98% of the people who read our blog will never become a client of NorthIQ.

This is a good thing. I don’t want to become a massive agency that works out of a fancy pants building where dogs wander around and we all fly in on hoverboards. I want to do awesome things with people who share my vision and values, who want to work with me, and who are able to pay me to do it.

There are plenty more people who I would love to work with, but who can’t pay us. For them, we want to provide ridiculous value when they see our stuff,  because they have friends, and they might tell their friends “You should go talk to Brian at NorthIQ, he’s mentioned your problem before.”

There are also companies that are too big for us, they have large marketing arms, and need to work with big firms. I don’t want to build a 100 person organization, NorthIQ will be small, we will be agile, and we will probably be a bad fit for a massive “blue chip” organization, but those people still read blogs, and maybe they leave that corporate beer brand and end up working at a craft brewery, and decide they need a digital strategy, those folks I want to work with.

We write our blogs, and push out our content with no expectations of anyone doing anything other than getting some insights from it, and hopefully being entertained.

We have a mailing list, but we only use it to send a single download, and to send a monthly “Best of” list of our blog posts.

We give away content, our NorthIQ Smarter Business Guide is five pages of content that will help you build a smarter digital strategy.

Our only request is that you contact us if you think we’d be a good fit.

Since we started writing content in January we’ve had an amazing reception, and we have not once spammed our email list breathlessly telling them how amazing we are.
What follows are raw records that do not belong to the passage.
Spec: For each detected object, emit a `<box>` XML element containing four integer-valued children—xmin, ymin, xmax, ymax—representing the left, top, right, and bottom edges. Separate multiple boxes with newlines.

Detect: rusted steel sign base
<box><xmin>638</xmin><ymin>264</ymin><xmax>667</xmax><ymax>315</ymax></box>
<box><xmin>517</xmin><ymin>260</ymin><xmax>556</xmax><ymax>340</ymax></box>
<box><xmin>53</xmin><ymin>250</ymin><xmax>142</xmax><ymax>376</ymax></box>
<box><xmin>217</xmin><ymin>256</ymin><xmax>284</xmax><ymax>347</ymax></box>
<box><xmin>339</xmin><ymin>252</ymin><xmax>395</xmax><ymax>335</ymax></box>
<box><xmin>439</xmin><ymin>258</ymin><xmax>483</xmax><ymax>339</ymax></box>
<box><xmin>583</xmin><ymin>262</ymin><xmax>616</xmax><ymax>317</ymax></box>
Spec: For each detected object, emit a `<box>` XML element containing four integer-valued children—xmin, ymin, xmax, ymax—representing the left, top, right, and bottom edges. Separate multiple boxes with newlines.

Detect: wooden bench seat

If you read our content, you have made your own judgements.

You don’t need to send out repeat emails telling people to get in touch with you. You need to provide them with value, and they will want to reach out to you. More importantly, they won’t unsubscribe from you because you have exhausted them.

The Takeaway:

Access to your customers email is a privilege, not a right. If you want to continue getting benefits from that privilege, then remember the Jab, Jab, Jab, Right Hook principles.

Jabbing establishes you as an authority, puts you front and centre in your customer’s mind, and lets you hold off on the right hook of self promotion until the the moment it becomes most effective.